Splunk® Machine Learning Toolkit

User Guide

Preprocess your data with the Splunk Machine Learning Toolkit

Preprocessing your data is an important part of a machine learning workflow. Machine learning works best when you provide a clean, numeric matrix of data as the foundation for building your machine learning models. Use preprocessing options included in the Splunk Machine Learning Toolkit (MLTK) to transform your data so that it is more suitable for machine learning modeling and visualization.

Preprocess data using MLTK assistants

MLTK guided modeling assistants bring all aspects of a monitored machine learning pipeline into one interface. All of the available assistants are shown on the Experiments tab in MLTK as shown in the following image:

This image shows the view under the Experiments tab of the MLTK. Here each of the available MLTK guided modeling assistants are displayed along with any models created and saved using those assistants.

All MLTK Smart Assistants and a selection of Experiment Assistants include a data preprocessing option within the guided workflow.

As with other aspects of MLTK guided modeling assistants, any preprocessing steps taken also generate Splunk Search Processing Language (SPL) that can be viewed using the SPL button within each assistant. As you apply one or more preprocessing steps, review the results against your data. You can modify a preprocessing step as long as no other steps have been added.

Once you add another preprocessing step, previous steps cannot be modified. Removing a preprocessing step also removes all subsequent preprocessing steps.

See the following table for which assistants include data preprocessing options:

MLTK assistant Data preprocessing option
Smart Forecasting Assistant Includes the preprocessing option to join special time entries using a Lookup file at the Learn stage of the assistant workflow.

To learn more see Smart Forecasting Assistant.

Smart Outlier Detection Assistant Includes the preprocessing option to extract time from data at the Learn stage of the assistant workflow.

To learn more see Smart Outlier Detection Assistant.
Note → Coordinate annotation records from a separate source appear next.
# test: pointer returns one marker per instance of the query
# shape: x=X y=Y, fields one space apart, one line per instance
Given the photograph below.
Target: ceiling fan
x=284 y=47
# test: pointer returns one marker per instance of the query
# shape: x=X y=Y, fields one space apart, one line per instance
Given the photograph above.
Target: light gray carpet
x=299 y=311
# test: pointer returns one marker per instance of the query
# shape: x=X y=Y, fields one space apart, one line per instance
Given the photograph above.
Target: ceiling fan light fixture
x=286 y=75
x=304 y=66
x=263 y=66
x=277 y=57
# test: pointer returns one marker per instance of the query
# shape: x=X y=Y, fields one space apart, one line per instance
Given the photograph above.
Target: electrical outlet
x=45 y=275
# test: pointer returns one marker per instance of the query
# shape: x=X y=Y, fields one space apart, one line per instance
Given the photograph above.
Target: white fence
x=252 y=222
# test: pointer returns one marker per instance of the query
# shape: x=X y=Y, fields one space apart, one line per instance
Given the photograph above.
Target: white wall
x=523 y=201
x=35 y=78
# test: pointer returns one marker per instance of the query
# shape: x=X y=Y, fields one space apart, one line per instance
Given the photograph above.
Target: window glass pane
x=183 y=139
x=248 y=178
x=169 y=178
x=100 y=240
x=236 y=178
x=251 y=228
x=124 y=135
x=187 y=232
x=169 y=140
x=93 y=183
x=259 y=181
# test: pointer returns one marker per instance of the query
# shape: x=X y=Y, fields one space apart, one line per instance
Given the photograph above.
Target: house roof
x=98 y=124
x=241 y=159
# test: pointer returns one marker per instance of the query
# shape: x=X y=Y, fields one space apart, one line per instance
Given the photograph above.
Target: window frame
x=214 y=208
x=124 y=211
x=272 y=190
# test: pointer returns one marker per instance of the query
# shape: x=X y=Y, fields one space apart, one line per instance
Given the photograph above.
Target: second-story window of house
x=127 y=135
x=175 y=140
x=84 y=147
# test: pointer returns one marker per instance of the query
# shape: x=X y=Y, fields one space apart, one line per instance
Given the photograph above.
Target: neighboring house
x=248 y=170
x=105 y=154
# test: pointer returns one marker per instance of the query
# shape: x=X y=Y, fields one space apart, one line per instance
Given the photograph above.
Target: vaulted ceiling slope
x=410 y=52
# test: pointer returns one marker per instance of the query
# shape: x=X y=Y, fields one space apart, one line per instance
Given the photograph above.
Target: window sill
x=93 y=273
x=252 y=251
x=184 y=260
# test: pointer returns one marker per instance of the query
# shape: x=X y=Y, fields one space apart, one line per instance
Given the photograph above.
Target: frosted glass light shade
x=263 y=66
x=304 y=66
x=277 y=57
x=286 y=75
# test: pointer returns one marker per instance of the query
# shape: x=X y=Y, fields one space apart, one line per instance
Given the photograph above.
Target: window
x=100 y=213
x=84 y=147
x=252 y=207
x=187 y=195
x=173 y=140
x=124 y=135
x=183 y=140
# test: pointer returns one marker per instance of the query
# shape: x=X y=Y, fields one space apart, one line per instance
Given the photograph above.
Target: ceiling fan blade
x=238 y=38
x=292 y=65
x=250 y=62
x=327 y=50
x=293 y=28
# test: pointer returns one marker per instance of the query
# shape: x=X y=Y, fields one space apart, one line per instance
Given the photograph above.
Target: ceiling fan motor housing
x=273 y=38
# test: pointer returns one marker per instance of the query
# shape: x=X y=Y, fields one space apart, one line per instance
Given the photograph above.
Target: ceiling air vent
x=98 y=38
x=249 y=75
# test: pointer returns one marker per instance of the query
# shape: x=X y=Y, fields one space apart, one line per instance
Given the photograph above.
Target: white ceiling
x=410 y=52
Smart Clustering Assistant Includes the preprocessing algorithm options of PCA, Kernel PCA, and StandardScaler at the Learn stage of the assistant workflow.

To learn more see Smart Clustering Assistant.

Smart Prediction Assistant Includes the preprocessing algorithm options of PCA, Kernel PCA, and FieldSelector at the Learn stage of the assistant workflow.

To learn more see Smart Prediction Assistant.

Predict Numeric Fields Experiment Assistant Includes the preprocessing algorithm options of StandardScaler, FieldSelector, PCA, Kernel PCA, and TFIDF in the workflow. The default option is StandardScaler.

To learn more see Predict Numeric Fields Experiment Assistant.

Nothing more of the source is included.